Is it just me, or does this seem like a dream come true? Because you have no-fault insurance, you don’t have to worry about whether you were at fault for the car accident (unless you get a ticket, but that’s another issue). Sounds ideal, but what exactly is it?
In no-fault states, each driver or his insurance covers his own medical expenses and property damage, regardless of who was at fault. You lose some of your legal rights, but you usually get out of it with no debt.
But it’s not as easy as it seems. Depending on the state you live in, you can obtain different types of auto insurance. Additionally, there are contrasting views on whether no-fault insurance is a fair value. For certain drivers, it might be beneficial, but not for others.
The tort system serves as the foundation for conventional auto insurance. A civil wrong known as a tort is one that does not involve a breach of a contract. The amount that auto insurance companies pay for an accident in jurisdictions with a tort system depends on who is at fault, or who is more at fault. People involved (or their insurers) may file a lawsuit to seek compensation for their injuries and/or property damage if there is a dispute on who is at fault.
Suing can be costly and time-consuming. Twenty states made the switch to no-fault regimes in the 1970s. The idea was that drivers would be able to receive compensation for their damages or injuries right away without having to establish blame. Additionally, it was believed that avoiding expensive lawsuits would aid in lowering insurance prices.
However, after a while, insurance costs started rising again and were frequently higher in no-fault jurisdictions. No-fault statutes were repealed in a number of states. Only 12 states and the District of Columbia had no-fault statutes as of the beginning of 2012.
Discover what no-fault auto insurance actually entails by reading on.

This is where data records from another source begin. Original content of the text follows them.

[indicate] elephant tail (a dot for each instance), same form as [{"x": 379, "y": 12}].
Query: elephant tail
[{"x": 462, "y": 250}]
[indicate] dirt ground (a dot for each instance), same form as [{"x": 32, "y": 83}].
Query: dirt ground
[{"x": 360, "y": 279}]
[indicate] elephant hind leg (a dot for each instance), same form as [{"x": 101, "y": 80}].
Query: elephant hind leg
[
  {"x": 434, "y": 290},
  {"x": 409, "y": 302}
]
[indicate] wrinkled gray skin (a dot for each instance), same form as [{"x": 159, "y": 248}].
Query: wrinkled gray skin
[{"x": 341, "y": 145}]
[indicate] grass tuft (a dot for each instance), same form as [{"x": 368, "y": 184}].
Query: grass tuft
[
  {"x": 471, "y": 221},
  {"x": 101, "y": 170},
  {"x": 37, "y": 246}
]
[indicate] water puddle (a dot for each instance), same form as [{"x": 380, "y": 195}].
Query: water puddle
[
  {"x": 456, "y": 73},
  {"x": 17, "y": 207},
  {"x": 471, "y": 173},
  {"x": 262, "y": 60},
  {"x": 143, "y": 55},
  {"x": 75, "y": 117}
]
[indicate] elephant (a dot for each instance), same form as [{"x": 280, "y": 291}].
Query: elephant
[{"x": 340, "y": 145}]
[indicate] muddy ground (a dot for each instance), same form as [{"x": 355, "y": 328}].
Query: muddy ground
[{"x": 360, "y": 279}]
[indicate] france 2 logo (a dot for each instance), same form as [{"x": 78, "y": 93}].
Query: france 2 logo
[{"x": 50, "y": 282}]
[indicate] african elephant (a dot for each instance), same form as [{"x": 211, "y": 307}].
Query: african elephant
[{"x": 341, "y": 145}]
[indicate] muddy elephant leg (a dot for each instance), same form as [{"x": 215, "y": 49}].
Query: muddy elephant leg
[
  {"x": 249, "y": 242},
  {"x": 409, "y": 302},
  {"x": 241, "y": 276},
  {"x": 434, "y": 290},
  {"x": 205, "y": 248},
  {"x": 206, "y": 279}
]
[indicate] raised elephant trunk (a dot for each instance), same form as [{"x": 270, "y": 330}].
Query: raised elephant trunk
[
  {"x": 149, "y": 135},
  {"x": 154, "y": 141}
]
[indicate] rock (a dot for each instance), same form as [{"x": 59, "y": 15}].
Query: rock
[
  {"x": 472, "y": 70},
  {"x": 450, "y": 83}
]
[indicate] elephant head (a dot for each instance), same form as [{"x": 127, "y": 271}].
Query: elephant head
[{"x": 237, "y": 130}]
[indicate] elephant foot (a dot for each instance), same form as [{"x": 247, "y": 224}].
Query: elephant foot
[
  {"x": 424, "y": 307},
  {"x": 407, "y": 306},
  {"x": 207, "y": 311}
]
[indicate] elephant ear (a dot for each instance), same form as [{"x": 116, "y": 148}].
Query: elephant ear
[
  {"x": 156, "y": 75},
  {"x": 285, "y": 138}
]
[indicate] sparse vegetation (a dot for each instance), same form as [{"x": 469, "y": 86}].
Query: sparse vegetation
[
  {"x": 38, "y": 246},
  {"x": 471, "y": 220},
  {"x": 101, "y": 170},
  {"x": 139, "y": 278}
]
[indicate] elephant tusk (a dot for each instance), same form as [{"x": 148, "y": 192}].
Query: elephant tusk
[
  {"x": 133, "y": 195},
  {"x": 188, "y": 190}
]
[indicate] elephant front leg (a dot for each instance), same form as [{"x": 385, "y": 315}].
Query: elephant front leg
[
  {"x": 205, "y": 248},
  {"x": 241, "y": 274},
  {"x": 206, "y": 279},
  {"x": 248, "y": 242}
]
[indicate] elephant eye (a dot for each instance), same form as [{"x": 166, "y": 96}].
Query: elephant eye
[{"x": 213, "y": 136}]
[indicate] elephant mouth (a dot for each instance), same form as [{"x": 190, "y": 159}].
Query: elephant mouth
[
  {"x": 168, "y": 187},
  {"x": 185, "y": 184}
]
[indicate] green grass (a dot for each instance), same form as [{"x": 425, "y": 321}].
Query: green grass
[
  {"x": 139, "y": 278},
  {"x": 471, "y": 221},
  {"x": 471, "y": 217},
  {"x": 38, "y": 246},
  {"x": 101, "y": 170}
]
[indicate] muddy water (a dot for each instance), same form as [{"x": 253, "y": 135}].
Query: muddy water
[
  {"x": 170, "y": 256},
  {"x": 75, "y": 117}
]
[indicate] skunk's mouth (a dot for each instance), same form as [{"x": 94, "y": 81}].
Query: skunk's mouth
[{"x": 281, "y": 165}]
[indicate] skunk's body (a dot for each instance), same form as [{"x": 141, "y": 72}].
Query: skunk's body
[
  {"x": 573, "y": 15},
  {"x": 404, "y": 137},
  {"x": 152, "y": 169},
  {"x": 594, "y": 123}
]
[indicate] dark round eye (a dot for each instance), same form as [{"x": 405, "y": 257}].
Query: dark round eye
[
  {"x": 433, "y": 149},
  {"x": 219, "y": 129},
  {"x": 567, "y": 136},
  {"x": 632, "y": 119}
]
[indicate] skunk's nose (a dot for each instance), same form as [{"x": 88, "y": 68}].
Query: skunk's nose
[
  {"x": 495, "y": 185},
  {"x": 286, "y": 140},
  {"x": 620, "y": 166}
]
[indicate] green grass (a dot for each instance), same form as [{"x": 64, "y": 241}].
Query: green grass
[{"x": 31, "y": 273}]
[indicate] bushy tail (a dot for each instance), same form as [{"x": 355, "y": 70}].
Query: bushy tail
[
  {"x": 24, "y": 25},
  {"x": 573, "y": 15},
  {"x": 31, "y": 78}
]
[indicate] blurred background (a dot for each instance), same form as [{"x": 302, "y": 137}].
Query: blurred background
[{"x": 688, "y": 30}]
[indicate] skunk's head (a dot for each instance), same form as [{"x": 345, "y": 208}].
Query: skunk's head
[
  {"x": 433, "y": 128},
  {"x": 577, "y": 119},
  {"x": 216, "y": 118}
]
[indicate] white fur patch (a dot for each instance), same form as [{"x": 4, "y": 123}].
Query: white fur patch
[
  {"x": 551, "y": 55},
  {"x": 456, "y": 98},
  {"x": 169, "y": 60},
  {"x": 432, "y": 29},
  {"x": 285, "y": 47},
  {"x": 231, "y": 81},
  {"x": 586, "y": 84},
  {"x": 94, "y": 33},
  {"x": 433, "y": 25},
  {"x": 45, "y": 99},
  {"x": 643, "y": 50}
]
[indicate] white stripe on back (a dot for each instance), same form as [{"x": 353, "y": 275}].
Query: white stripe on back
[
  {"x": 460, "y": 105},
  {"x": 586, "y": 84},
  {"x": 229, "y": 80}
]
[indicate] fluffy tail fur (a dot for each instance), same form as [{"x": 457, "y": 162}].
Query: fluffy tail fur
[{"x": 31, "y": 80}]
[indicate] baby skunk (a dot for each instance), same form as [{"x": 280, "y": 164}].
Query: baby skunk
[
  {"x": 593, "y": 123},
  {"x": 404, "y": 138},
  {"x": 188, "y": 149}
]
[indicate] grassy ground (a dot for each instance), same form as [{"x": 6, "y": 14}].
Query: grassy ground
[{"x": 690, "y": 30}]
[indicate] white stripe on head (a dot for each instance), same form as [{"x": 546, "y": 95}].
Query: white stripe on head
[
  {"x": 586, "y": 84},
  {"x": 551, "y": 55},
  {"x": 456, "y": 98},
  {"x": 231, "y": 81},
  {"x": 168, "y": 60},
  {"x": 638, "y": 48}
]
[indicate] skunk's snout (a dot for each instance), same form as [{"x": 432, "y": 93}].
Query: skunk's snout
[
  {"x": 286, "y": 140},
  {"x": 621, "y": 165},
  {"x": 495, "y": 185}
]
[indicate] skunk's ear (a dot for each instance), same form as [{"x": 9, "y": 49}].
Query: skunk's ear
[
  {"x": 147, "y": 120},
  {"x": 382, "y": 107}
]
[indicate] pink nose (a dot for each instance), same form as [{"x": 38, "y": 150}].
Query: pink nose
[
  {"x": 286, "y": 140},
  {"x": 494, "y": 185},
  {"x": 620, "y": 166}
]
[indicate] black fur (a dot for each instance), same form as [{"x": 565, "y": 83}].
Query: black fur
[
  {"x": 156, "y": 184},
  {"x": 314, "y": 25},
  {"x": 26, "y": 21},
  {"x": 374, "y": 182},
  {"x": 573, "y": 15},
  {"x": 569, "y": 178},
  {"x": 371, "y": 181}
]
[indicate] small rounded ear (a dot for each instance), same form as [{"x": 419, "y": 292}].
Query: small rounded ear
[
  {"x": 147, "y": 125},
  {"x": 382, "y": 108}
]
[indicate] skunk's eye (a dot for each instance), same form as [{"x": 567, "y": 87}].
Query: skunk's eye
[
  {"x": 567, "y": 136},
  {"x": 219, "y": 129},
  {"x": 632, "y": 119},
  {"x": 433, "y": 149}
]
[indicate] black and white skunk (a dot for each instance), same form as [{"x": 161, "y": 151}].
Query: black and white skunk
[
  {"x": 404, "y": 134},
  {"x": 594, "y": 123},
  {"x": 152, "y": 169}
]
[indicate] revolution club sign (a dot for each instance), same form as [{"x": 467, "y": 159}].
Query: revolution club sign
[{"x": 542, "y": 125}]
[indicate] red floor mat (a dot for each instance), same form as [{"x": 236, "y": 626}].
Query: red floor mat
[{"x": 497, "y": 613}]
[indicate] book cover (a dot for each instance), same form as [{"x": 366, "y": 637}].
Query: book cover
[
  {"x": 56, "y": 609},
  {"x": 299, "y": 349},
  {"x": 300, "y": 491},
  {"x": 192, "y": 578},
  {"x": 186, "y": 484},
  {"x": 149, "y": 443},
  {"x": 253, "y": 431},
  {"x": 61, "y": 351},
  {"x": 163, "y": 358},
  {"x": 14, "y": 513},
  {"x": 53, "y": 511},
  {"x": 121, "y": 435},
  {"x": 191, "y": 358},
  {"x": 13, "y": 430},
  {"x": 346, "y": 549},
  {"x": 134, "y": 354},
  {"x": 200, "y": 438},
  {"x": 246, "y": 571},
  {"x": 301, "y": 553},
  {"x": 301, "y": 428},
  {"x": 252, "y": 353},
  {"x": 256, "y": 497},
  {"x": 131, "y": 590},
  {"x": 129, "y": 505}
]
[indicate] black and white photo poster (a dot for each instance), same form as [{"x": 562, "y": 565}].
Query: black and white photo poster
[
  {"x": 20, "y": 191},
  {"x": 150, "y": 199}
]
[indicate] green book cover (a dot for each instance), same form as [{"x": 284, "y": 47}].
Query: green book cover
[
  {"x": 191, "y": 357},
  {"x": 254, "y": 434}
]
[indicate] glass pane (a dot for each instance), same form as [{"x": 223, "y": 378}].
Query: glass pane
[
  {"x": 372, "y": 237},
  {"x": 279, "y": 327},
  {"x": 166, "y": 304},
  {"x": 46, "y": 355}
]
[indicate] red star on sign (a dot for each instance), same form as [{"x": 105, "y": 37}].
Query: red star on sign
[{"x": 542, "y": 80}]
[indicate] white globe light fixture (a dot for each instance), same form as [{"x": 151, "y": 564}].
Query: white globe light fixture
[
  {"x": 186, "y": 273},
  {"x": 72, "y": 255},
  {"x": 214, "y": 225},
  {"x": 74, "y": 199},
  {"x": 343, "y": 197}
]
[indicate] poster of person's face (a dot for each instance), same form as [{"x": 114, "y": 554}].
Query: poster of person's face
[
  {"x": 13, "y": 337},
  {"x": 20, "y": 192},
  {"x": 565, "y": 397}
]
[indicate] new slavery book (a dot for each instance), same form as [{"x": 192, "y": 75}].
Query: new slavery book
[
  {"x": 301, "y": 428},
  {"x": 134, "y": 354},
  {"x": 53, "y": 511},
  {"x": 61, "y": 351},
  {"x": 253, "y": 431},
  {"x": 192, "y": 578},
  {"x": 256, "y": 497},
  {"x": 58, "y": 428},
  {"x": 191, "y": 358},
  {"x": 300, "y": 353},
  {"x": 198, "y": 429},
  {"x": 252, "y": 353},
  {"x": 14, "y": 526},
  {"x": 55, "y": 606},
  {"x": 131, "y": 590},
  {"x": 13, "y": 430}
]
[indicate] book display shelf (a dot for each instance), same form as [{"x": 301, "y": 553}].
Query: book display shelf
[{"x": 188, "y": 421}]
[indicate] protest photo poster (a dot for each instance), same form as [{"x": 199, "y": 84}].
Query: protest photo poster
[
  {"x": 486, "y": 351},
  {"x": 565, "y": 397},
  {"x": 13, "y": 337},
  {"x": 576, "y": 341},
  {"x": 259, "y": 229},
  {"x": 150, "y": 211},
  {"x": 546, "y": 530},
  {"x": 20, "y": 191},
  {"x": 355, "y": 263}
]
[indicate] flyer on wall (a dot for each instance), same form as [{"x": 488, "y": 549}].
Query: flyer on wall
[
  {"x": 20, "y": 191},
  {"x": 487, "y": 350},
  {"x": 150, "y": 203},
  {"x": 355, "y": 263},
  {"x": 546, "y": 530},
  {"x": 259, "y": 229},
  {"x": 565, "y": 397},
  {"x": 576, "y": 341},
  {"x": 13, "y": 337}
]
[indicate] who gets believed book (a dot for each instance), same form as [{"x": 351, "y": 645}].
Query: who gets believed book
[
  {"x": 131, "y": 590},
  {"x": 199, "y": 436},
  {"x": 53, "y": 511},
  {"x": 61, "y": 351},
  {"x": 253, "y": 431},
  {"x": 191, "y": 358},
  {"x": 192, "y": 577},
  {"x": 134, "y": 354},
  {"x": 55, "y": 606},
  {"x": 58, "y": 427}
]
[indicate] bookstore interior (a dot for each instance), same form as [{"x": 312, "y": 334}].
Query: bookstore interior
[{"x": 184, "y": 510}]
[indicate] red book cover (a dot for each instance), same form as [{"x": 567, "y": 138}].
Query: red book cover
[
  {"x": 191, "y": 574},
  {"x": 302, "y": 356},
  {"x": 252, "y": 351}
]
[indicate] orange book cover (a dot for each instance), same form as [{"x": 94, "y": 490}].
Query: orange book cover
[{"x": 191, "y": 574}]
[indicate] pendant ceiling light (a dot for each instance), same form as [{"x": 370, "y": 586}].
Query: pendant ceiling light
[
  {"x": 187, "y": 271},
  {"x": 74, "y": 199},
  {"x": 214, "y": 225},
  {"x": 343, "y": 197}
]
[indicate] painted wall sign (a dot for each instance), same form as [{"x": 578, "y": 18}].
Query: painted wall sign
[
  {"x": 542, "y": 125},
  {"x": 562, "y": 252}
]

The Workings of No-Fault Insurance
Although no-fault insurance may sound appealing, having it does not automatically grant you the right to escape an accident unharmed. This is how it goes:
You file a claim with your own insurance company for your losses or injuries if you are in an accident. Whoever caused the accident doesn’t matter. But there’s a catch: You can’t file a lawsuit to force the at-fault driver or his insurance provider to make payment. This could explain why no-fault insurance is often known as personal injury protection (PIP).
It gets tricky since drivers can get no-fault insurance in some states but not in others. New Jersey, Kentucky, and Pennsylvania drivers are unique in that they have a choice between the two. Any passengers in the car at the time of the accident may be covered by the driver’s insurance in some areas; otherwise, your passengers would be responsible for their own insurance.
What occurs if you get into an accident in a state where no-fault insurance is mandated? No matter what, lawsuits would not be permitted in a “genuine” no-fault state. Although no state has such a strict rule, “genuine no-fault” states are those where PIP insurance is required and it is challenging to file a lawsuit. If the losses involved exceed a certain amount, drivers can still file a lawsuit in all states that mandate no-fault insurance. They can typically only seek actual damages—not “pain and suffering”—in court. By state, the threshold varies. There are primarily two types:
- Financial cutoff: If a person’s medical bills exceed a specific dollar amount, some states permit litigation.
- Verbal threshold: If injuries are deemed “severe,” certain states instead permit filing a lawsuit. Although jurisdictions define what constitutes “serious” differently, death is typically thought to be serious enough.
No-fault insurance “add-on” is permitted in several states. In some states, a driver may pay an additional fee to increase PIP coverage under an insurance. No matter who was at blame for the collision, the motorist will be compensated in the event of injuries. But the driver can still file a lawsuit to recover damages for “pain and suffering” in addition to injuries. In addition, the driver is liable.
There are also states with “option no-fault insurance” statutes. Although they differ from state to state, these systems essentially provide drivers the option of choosing whether they want to be covered by a no-fault plan or retain greater rights under the traditional tort system. If you choose no-fault, both your and other people’s ability to sue you is constrained. Unless the other driver also selected no-fault, you may file a lawsuit if you don’t choose no-fault. Although the classic tort option typically costs more, it may result in higher payouts in the event of an accident.